FSSAI acted on complaints by a couple of participants in the exchanges. Said an FSSAI official from Kochi, “We have sent the sample of pepper to the laboratory and the report is awaited. We have asked the warehouse keepers not to engage in any trading without our permission.” Chillies and other spices stocked in these godowns have also been blocked for delivery.
Used to improve pepper’s appearance, mineral oil’s use here is prohibited globally. Tasteless and odourless, it is used in baby lotions, cold creams, ointments and cosmetics. Following the global norm, the Indian government has prohibited its use in food articles.
However, a clause prohibiting use of mineral oil was not mentioned in the contract specification designed by the exchange and approved by the commodity derivatives market regulator, the Forward Markets Commission (FMC). It was assumed the global norm would be obeyed. Though most export specifications specifically mention ‘free from oil wash’, the local specifications usually do not.
“The exchange has sent its officials to look into the matter. We are in touch with FSSAI for further course of action,” said an NCDEX official.
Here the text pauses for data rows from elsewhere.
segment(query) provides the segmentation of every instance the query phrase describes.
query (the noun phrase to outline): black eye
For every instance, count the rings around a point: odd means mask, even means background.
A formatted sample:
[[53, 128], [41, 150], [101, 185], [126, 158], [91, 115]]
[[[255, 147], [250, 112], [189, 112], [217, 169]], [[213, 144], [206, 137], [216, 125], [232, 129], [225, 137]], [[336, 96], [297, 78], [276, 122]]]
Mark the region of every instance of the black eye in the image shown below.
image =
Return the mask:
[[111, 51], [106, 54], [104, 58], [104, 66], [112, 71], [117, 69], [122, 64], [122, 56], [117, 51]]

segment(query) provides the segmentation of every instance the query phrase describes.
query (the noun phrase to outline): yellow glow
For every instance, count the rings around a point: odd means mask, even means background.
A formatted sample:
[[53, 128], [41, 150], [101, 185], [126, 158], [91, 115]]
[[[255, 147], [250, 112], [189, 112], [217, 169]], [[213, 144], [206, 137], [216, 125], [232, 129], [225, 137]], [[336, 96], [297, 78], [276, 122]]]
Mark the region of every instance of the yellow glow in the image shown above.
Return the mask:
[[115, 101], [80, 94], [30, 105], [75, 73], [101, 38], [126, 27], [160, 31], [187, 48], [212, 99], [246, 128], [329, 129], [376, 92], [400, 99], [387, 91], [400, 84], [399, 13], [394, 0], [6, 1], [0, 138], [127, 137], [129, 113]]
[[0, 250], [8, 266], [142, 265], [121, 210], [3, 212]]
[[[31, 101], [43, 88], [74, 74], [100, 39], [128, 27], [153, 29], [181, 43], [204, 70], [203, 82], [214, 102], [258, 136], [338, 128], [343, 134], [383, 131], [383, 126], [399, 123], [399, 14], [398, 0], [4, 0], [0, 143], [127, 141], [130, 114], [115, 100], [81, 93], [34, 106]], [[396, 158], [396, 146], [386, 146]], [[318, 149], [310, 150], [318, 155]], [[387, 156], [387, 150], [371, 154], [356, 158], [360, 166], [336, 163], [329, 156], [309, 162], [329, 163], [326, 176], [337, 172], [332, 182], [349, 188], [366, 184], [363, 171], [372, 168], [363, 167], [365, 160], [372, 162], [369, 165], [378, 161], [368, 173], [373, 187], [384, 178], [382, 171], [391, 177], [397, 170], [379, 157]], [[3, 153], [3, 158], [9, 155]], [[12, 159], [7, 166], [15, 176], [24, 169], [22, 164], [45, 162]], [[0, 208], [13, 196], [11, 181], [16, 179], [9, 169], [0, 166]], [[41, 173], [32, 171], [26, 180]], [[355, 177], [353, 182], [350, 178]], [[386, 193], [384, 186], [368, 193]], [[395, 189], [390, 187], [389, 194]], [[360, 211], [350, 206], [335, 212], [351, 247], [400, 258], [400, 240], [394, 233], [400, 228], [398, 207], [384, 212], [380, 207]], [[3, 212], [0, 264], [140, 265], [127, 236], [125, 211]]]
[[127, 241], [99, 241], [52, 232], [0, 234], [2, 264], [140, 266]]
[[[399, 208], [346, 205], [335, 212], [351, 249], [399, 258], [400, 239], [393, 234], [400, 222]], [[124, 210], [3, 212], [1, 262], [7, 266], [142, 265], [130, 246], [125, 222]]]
Late last month, FMC investigated the issue on complaints by a Mumbai–based commodity manufacturer and trader. Its officials inspected and found the pepper stored in these warehouses conforming to the quality specified in the contract specification. Hence, the regulator gave a clean chit.
An FMC official said, “The complaint lodged with us was primarily with regard to high moisture content and light berries in the product. We found no truth in this complaint. Apparently, the complainant is sitting with high stocks, which it bought at very high prices. Since, the price has crashed since then, the complainant is furious.”
Pepper prices have fallen around 15 per cent in the past three months, to trade at Rs 35,450 a quintal today for delivery in February 2013 on the NCDEX, from Rs 41,500 a qtl on September 20.
Ramesh Abhishek, the chairman of FMC, said, “The mineral oil issue has been raised for the first time. We would look into all standards set by various agencies, including FSSAI and other statutory bodies, and take a view soon.”
Traders fear no delivery of pepper on the NCDEX platform, as the exchange does not have any in any other warehouse.